Squid with Jackfruit

by Xinyu on 18th Oct, 2012

Posted by
jackfruit seafood squid

Ai Qi and I had dabbled with cooking before we entered college, but it was really only when we lived abroad in Pittsburgh did we cook more regularly and seriously. Our cooking was done in our apartment along Winthrop St, in a house we shared with a bunch of other Singaporeans. Among them were Jie Siang and Dianne, both studying architecture at Carnegie Mellon, and fellow foodies as well. Oh, and did I mention Dianne is also my cousin?

All that was years ago, and now the two of them are living and working in New York. They got married earlier this year, and were back in Singapore last week for a wedding dinner with relatives and close friends. It only seemed natural that we invited them over for dinner one weeknight, to share our lives as well as our appetites.

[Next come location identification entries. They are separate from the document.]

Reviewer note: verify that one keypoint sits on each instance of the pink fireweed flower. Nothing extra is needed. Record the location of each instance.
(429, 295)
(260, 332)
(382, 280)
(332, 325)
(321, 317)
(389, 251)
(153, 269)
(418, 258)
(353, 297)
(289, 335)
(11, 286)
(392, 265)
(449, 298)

Since JS and Dianne enjoy and appreciate eating, we decided to be a bit more adventurous in our cooking; at least, more than we normally are with other guests. In particular, they'd been away from Singapore for some time, so we focused our menu on flavours local to the region. The result was a kind of fusion, but hopefully not in a tacky way. Our next few posts will be of the courses we served over the meal.

The first course was a simple appetizer, featuring steamed squid and slices of jackfruit. Jackfruit is a pungent tropical fruit and while I've seen it used in cooking, I've never seen it paired with seafood before. The result was pretty tasty though, and probably something we'd serve again.

Due to its simplicity, it is crucial that you get the squid cooked to just the right texture. Most people overcook squid, resulting in a chewy, rubbery ring that is definitely not good eats. We steamed ours for just a minute; try underestimating the steaming time as it usually cooks faster than you expect.

Squid with Jackfruit

squid , olive oil , salt , pepper , lemon , jackfruit
olive oil
['olive oil']
Cut the squid into thin rings. Steam till cooked, which usually takes only a minute or so. Set aside, and chill in the fridge once cool.

Remove the seed from the jackfruit, and cut the flesh into thin strips.

In a bowl, add the chilled squid and olive oil. Squeeze a little bit of lemon juice, and add some lemon zest as well. Salt and pepper to taste, and toss to season evenly. Add the jackfruit, plate and serve. Garnish with cilantro if you want the additional colour.